Multi-mode baking is defined as using various oven modes to control the baking reactions — the Maillard reaction or browning — that determine final finished product attributes through decoupling of conduction, convection, radiant and dielectric heat transfer modes.
For example, microwave, direct-gas-fired and radiant heat mainly impact structure, thickness and texture. Microwave and convection have the greatest impact on moisture and weight. Finally, color can be readily adjusted by radiant and direct-gas-fired heat.
This approach to baking processes through multi-mode ovens, also called hybrid ovens, develops an understanding of the fundamental characteristics and interactions for baking reactions in terms of materials, process and product. It permits optimized process and oven designs through specific heat transfer data for scale-up from pilot plant to production.
These systems came about based on experience and significant research and development investigations and by understanding the fundamentals and characteristic heat transfer properties of the different modes. When these oven modes are used in combination with one another, this permits: 1) a more flexible oven allowing different types of products to be baked in the same oven and 2) the development of new and unique products that the consumer desires.
What impact does multi-mode baking technology have on final product quality?
As we discussed above, the traditional baking process consists of convection, conduction and radiant heat transfer mechanisms. By understanding the fundamentals of the different oven modes and how they behave, one can change the heat generation systems by altering the different forms of convection, direct-gas-fired and radiant heat and surrounding them with dielectric modes, which results in changing the heat transfer rates. This altering of the baking constants allows the product attributes or characteristics to be manipulated to achieve the desired products and product quality consumers seek in the marketplace.
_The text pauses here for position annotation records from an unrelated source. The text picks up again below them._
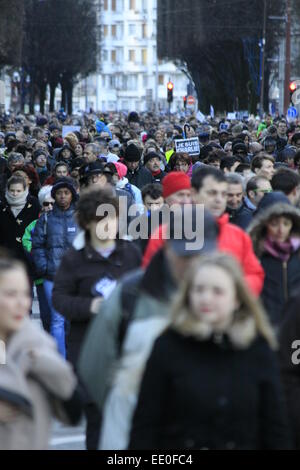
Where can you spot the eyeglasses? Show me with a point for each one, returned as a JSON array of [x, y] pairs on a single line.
[[264, 191]]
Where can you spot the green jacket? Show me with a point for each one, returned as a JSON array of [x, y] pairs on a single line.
[[27, 244]]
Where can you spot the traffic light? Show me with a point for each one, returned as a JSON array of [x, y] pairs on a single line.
[[293, 88], [170, 87]]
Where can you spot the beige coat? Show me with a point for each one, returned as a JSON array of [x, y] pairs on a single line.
[[35, 379]]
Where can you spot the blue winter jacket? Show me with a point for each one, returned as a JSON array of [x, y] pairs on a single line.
[[53, 235]]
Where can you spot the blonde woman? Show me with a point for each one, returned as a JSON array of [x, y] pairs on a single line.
[[212, 380], [36, 384]]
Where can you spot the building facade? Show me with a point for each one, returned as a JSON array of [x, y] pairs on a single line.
[[130, 77]]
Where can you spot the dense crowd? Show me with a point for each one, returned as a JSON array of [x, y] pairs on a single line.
[[159, 345]]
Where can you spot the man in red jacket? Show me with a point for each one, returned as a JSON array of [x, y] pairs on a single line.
[[209, 187]]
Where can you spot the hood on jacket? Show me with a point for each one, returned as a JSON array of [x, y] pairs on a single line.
[[257, 229]]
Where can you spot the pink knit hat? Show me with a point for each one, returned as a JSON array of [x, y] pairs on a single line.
[[121, 169]]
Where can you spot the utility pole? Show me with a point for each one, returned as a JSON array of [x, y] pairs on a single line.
[[287, 57], [263, 59]]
How can newer oven technologies affect other processing steps or systems?
As newer oven technologies are implemented, it becomes much more important that the upstream unit operations such as mixing and forming be more consistent. Meaning dough mixing from batch to batch must be consistent so that every dough batch has the same rheological properties as possible, minimizing any dough variations which will become apparent in the baking stage.
It all begins with mixing because it is the key unit operation in the biscuit process. In addition, the forming unit operation will need to be as consistent as well to have constant product flow to the oven and uniform dough weights. If these attributes are maintained, then the final baked product attributes will be consistent and, therefore, minimize any packaging concerns downstream of the ovens.
What’s the way to best fine-tune ovens to ensure consistent quality?
The ovens need to be under constant observation and properly maintained via preventive maintenance so they are operating in the most efficient manner.
This is accomplished by using portable data loggers and the new heat flux sensors currently on the market that accurately record the oven conditions and identify any anomalies such as hot-cold spots, burners not operating properly, over exhausting, etc. By using these devices along with preventive maintenance, the ovens are able to be fine-tuned to ensure proper product quality.
What other new developments do you see on the horizon, and what impact will these have on the industry?
In the next few years, more ovens will be implementing dielectric modes — microwave and radio frequency — as well as radiant and electric modes as the technology matures to further increase the flexibility of the baking unit operations.